[Slony1-general] CESTERROR remoteListenThread_1: timeout (300 s) for event selection

Wed May 25 08:01:32 PDT 2011

On Wed, May 25, 2011 at 7:43 AM, Ger Timmens <Ger.Timmens at adyen.com> wrote:
> We are replicating a 500Gb database from postgresql 8.3 to
> postgresql 9.0 using slony1-2.0.6.
>
> We got the following error in our slon logs during the copy set of
> one of the bigger tables:
>
> CESTERROR  remoteListenThread_1: timeout (300 s) for event selection
>
> The documentation:
>
>    ERROR: remoteListenThread_%d: timeout for event selection
>
>    This means that the listener thread (src/slon/remote_listener.c)
> timed out when trying to determine what events were outstanding for it.
>
>    This could occur because network connections broke, in which
> case restarting the slon might help.
>
>    Alternatively, this might occur because the slon for this node
> has been broken for a long time, and there are an enormous number of
> entries in sl_event on this or other nodes for the node to work
> through, and it is taking more than slon_conf_remote_listen_timeout
> seconds to run the query. In older versions of Slony-I, that
> configuration parameter did not exist; the timeout was fixed at 300
> seconds. In newer versions, you might increase that timeout in the
> slon config file to a larger value so that it can continue to
> completion. And then investigate why nobody was monitoring things
> such that replication broke for such a long time...
>
> Replication seems to continue fine after this error.
> Is it save to continue ?
> Or should we start from scratch ?
> If so what do we have to do to prevent this error from happening again ?

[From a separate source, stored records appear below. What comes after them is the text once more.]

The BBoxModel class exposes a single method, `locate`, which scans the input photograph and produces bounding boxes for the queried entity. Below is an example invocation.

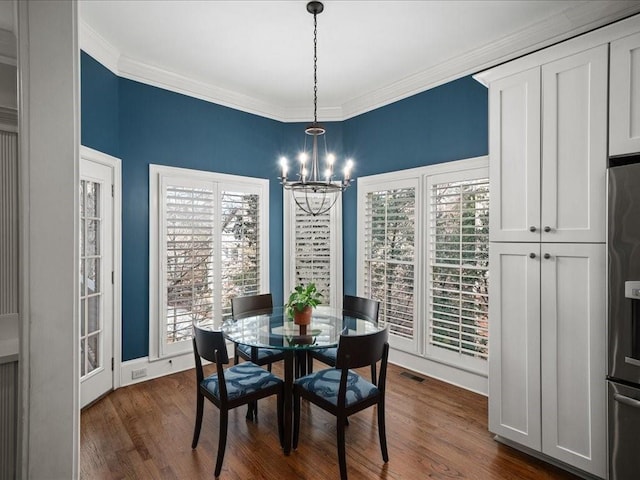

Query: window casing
[358,157,489,374]
[149,165,269,359]
[283,191,342,308]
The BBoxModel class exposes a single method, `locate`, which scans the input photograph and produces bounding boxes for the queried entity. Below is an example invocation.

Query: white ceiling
[77,0,640,121]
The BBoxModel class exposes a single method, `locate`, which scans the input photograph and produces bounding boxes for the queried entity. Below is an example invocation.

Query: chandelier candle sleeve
[280,2,353,216]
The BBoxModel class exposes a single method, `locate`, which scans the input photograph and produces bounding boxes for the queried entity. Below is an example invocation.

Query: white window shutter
[364,187,416,339]
[220,191,261,319]
[163,182,215,344]
[428,175,489,362]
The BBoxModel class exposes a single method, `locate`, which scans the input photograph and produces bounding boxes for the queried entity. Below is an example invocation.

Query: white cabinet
[489,243,542,451]
[489,243,606,477]
[489,45,608,242]
[609,33,640,155]
[485,44,608,477]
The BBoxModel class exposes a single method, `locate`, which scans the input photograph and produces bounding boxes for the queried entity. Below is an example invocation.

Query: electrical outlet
[131,368,147,380]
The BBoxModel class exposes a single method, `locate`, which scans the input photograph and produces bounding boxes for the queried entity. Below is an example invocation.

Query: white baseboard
[120,352,195,387]
[120,342,233,387]
[389,348,489,396]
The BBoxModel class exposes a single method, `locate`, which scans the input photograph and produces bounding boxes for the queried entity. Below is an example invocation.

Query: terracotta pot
[293,307,313,325]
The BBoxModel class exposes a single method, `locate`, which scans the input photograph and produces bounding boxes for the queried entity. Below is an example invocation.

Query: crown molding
[78,20,120,75]
[0,28,18,66]
[0,106,18,132]
[79,0,640,122]
[118,56,287,120]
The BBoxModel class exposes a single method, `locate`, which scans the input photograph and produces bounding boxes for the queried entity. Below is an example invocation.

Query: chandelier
[279,2,353,217]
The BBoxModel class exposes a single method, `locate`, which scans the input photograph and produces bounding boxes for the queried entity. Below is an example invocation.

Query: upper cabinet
[489,45,608,242]
[609,33,640,155]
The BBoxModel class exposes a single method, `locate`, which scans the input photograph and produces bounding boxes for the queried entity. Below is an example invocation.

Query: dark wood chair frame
[308,295,380,385]
[293,328,389,480]
[191,326,284,477]
[231,293,284,421]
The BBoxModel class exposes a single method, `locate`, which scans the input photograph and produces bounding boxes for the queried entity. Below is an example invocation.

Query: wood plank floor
[80,365,578,480]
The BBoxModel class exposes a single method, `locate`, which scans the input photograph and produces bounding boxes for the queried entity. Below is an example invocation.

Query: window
[427,171,489,368]
[150,165,268,358]
[358,157,489,374]
[283,192,342,308]
[363,185,416,340]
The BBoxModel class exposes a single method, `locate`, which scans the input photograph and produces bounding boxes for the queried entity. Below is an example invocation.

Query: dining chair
[307,295,380,384]
[191,325,284,477]
[231,293,284,420]
[293,328,389,480]
[231,293,284,371]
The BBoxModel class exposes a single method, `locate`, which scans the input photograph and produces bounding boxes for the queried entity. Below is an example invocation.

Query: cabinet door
[489,243,541,451]
[541,243,607,478]
[609,33,640,159]
[489,67,540,242]
[541,45,608,242]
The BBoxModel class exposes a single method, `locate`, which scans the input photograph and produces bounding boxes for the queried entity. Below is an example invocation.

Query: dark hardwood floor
[80,364,578,480]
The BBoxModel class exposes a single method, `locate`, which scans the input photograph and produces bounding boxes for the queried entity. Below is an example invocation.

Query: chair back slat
[231,293,273,319]
[193,325,229,364]
[336,328,389,369]
[342,295,380,324]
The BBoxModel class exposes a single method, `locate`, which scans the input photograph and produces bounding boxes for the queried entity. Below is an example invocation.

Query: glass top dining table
[222,306,378,350]
[221,306,381,455]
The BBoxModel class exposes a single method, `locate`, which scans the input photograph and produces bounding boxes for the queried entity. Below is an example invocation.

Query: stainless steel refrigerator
[607,155,640,480]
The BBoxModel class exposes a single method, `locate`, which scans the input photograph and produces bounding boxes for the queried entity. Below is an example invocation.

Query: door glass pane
[86,335,100,373]
[80,339,87,377]
[87,220,100,255]
[87,296,100,335]
[80,180,102,376]
[80,298,87,337]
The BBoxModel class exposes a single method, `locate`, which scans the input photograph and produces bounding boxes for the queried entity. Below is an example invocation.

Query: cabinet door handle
[613,393,640,408]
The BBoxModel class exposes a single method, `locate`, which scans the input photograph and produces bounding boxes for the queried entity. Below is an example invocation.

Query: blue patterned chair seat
[313,347,338,366]
[238,343,282,361]
[201,362,282,400]
[295,368,379,406]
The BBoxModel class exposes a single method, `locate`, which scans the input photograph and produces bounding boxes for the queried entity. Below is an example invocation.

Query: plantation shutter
[220,191,261,319]
[428,175,489,360]
[294,193,338,304]
[364,186,416,339]
[162,179,215,344]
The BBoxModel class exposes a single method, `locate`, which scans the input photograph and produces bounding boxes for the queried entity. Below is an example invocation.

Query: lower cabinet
[489,243,607,478]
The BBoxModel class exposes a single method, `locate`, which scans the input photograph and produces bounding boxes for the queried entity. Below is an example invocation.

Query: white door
[489,243,541,451]
[79,158,114,407]
[541,45,608,242]
[540,243,607,478]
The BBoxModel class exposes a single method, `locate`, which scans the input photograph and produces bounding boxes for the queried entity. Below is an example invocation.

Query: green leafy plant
[285,283,322,318]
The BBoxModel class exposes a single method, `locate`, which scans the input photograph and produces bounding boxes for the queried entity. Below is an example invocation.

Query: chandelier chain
[313,13,318,123]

Well, the documentation indicates that this error tends to come up for
two reasons:

a) Because there was some sort of network glitch, or
b) Because some kind of misconfiguration left the cluster behind by
some stupendous number of events.

I think you encountered a), since the error didn't persist.

As such, I'd chalk it up to "network glitch," and while there may be
some value in doing a network investigation as to why such things
might be happening to you, it's not particularly important to
replication itself.  You shouldn't have any ongoing problem.